Cette mesure restreindra la délivrance de visas aux fonctionnaires cubains et de pays tiers, qualifiés de « complices présumés », ainsi qu'aux personnes responsables de ce programme d’assistance médicale internationale.
Il s’agit de la septième agression contre Cuba en un mois, annoncée le 25 février par le Secrétaire d'État étasunien Marco Rubio qui, une fois de plus, fait passer son agenda personnel avant les intérêts de son gouvernement.
C'est ainsi que Bruno Rodriguez Parrilla, membre du Bureau politique du Parti communiste de Cuba et ministre des Relations extérieures a qualifié la position de l'homme politique étasunien, tout en soulignant également sur son compte X que la décision annoncée, basée sur des mensonges et de la coercition, vise à affecter les services de santé de millions de personnes à Cuba et dans le monde, au profit de groupes d'intérêts particuliers auxquels Rubio garantit la dilapidation de l'argent des contribuables étasuniens.
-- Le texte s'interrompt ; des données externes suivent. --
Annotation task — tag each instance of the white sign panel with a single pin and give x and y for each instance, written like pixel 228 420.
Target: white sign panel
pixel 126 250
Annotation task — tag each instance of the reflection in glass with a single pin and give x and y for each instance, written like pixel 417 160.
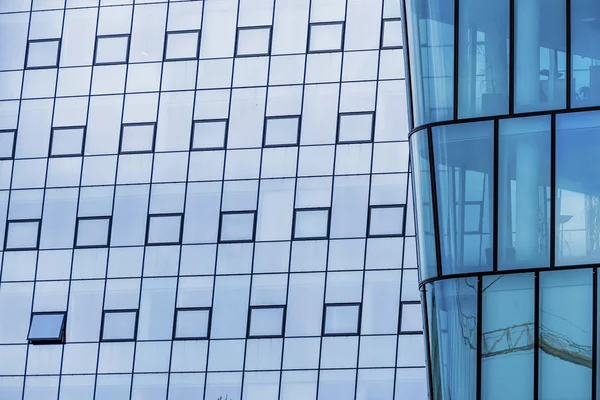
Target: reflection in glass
pixel 423 199
pixel 508 334
pixel 565 355
pixel 524 193
pixel 483 58
pixel 431 41
pixel 540 60
pixel 452 316
pixel 464 163
pixel 577 189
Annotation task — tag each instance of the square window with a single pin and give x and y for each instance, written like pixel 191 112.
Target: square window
pixel 164 229
pixel 112 49
pixel 67 141
pixel 341 319
pixel 253 41
pixel 266 321
pixel 183 45
pixel 356 127
pixel 93 231
pixel 7 144
pixel 326 36
pixel 386 220
pixel 192 323
pixel 311 223
pixel 391 34
pixel 47 327
pixel 22 234
pixel 42 53
pixel 209 134
pixel 119 325
pixel 137 138
pixel 282 131
pixel 237 226
pixel 411 319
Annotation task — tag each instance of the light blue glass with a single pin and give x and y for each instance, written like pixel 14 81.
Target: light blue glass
pixel 431 44
pixel 565 335
pixel 423 199
pixel 524 193
pixel 540 58
pixel 464 173
pixel 508 332
pixel 585 61
pixel 577 189
pixel 452 312
pixel 483 57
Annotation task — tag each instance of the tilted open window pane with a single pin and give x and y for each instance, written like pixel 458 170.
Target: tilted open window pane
pixel 93 231
pixel 327 36
pixel 43 53
pixel 254 41
pixel 193 323
pixel 164 229
pixel 209 134
pixel 182 45
pixel 237 226
pixel 112 49
pixel 119 325
pixel 282 131
pixel 47 327
pixel 311 223
pixel 137 138
pixel 67 141
pixel 356 127
pixel 386 220
pixel 22 234
pixel 341 319
pixel 266 321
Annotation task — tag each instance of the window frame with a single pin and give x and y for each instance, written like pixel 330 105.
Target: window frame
pixel 64 128
pixel 248 28
pixel 25 220
pixel 28 49
pixel 177 309
pixel 116 311
pixel 164 215
pixel 220 232
pixel 308 209
pixel 350 114
pixel 58 340
pixel 125 125
pixel 112 36
pixel 93 246
pixel 283 307
pixel 225 134
pixel 342 37
pixel 383 206
pixel 298 117
pixel 182 32
pixel 358 321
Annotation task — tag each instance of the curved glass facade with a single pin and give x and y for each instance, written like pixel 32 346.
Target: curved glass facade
pixel 505 100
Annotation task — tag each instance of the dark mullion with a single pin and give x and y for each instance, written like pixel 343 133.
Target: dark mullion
pixel 434 205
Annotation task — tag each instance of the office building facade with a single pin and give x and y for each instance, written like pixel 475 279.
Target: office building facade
pixel 505 108
pixel 206 200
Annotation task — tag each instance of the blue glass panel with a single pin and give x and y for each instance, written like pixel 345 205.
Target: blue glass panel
pixel 483 58
pixel 431 42
pixel 577 189
pixel 452 312
pixel 423 200
pixel 464 172
pixel 565 355
pixel 540 60
pixel 524 193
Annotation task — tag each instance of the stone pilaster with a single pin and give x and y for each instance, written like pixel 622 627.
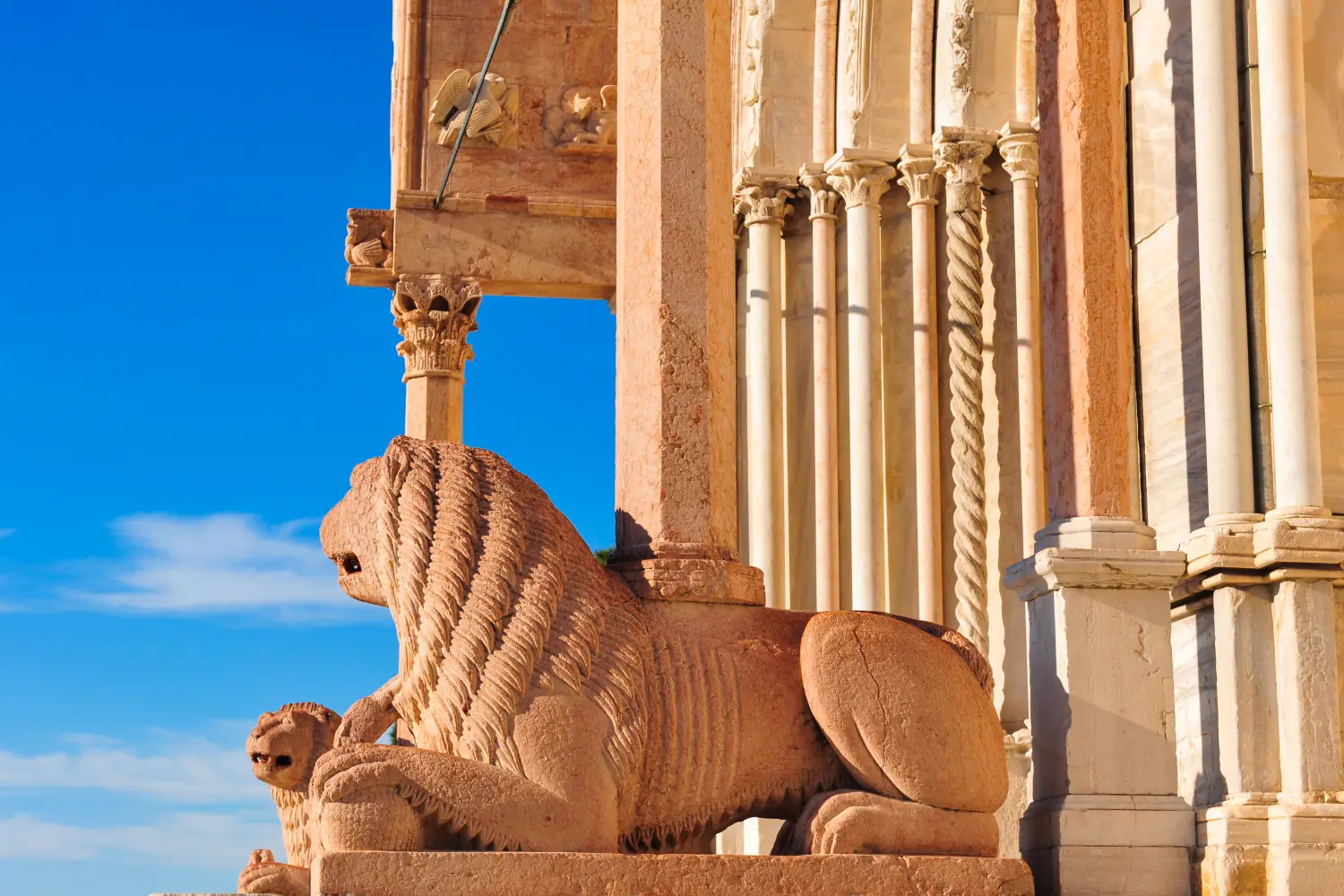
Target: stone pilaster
pixel 435 314
pixel 862 182
pixel 763 203
pixel 960 153
pixel 921 180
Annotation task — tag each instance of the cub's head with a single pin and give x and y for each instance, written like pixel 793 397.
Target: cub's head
pixel 287 743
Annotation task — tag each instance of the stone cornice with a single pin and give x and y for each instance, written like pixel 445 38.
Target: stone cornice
pixel 762 199
pixel 1247 549
pixel 819 191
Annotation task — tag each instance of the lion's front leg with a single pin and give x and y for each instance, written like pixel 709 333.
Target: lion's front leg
pixel 379 797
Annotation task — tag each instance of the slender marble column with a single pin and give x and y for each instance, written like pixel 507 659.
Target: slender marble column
pixel 862 182
pixel 921 182
pixel 1290 309
pixel 763 202
pixel 1019 150
pixel 435 314
pixel 676 530
pixel 1222 260
pixel 825 444
pixel 961 155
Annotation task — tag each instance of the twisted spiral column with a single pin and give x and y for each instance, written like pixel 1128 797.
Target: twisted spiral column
pixel 960 153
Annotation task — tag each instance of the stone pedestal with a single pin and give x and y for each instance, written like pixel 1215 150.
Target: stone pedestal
pixel 616 874
pixel 1105 817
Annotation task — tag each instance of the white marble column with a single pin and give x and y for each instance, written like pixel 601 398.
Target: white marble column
pixel 1290 309
pixel 862 182
pixel 435 314
pixel 763 202
pixel 824 395
pixel 921 183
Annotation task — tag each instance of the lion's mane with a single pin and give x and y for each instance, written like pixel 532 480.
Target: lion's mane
pixel 494 592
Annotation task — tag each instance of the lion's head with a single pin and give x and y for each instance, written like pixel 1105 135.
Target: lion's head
pixel 287 743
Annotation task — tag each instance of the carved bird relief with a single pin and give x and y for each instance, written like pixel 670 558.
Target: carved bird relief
pixel 492 120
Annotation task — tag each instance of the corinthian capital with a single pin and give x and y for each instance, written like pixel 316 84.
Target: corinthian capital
pixel 435 314
pixel 960 155
pixel 917 174
pixel 1018 144
pixel 762 199
pixel 823 198
pixel 860 182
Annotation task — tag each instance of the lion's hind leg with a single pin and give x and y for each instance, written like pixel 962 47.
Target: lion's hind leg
pixel 903 712
pixel 855 821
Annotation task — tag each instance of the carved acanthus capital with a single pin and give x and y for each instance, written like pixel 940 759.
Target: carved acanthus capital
pixel 762 199
pixel 918 174
pixel 960 155
pixel 860 182
pixel 1019 147
pixel 435 314
pixel 823 198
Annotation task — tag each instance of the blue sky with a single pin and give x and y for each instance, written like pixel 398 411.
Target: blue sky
pixel 185 386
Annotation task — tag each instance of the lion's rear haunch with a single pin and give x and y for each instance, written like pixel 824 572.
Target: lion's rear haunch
pixel 494 592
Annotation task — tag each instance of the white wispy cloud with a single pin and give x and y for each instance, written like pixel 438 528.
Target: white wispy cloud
pixel 223 563
pixel 204 840
pixel 183 769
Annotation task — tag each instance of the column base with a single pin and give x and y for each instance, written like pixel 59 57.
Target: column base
pixel 694 579
pixel 1305 850
pixel 1233 849
pixel 1109 845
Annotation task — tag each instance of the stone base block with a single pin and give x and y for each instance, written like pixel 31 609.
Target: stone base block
pixel 615 874
pixel 1110 871
pixel 1305 850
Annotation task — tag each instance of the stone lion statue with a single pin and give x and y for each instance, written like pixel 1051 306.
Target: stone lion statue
pixel 554 711
pixel 284 747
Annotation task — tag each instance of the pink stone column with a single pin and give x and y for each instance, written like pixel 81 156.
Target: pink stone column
pixel 675 370
pixel 1105 815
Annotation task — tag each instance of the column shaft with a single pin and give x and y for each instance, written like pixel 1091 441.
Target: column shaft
pixel 1290 312
pixel 435 314
pixel 862 183
pixel 1019 148
pixel 921 183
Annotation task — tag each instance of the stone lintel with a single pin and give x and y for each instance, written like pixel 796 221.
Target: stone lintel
pixel 1107 820
pixel 694 579
pixel 470 874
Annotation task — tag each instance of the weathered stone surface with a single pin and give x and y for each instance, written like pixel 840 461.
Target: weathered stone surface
pixel 597 874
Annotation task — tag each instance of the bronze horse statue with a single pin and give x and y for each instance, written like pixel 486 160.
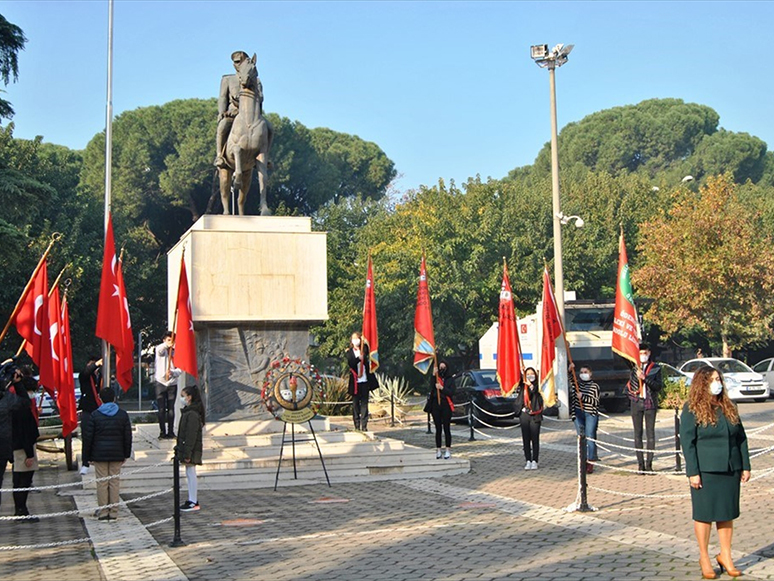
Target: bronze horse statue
pixel 248 143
Le secrétaire d'État étasunien accuse Cuba d'exporter une « main-d'œuvre exploitée », dans le cadre d'une campagne diffamatoire visant à ternir le prestige des missions médicales cubaines, lancée durant le premier mandat présidentiel de Donald Trump (2017-2021).
Rien que pendant cette période, durant la pandémie de covid-19, 58 brigades médicales cubaines ont prêté leurs services dans 42 pays d'Europe, d'Amérique, d'Afrique, d'Asie et d'Océanie, dans la prise en charge, le traitement et la prévention de ce fléau.
Comme l'a déclaré à plusieurs reprises le ministère cubain des Relations extérieures, ces accusations visent à associer l'Île à des pratiques d'« esclavage moderne » et de « traite des êtres humains » à des fins d'exploitation, ou à une prétendue ingérence dans les affaires intérieures des États dans lesquels elles se trouvent.
La traque étasunienne a commencé en Amérique latine et a entraîné l'arrêt des programmes de coopération au Brésil, en Équateur et en Bolivie.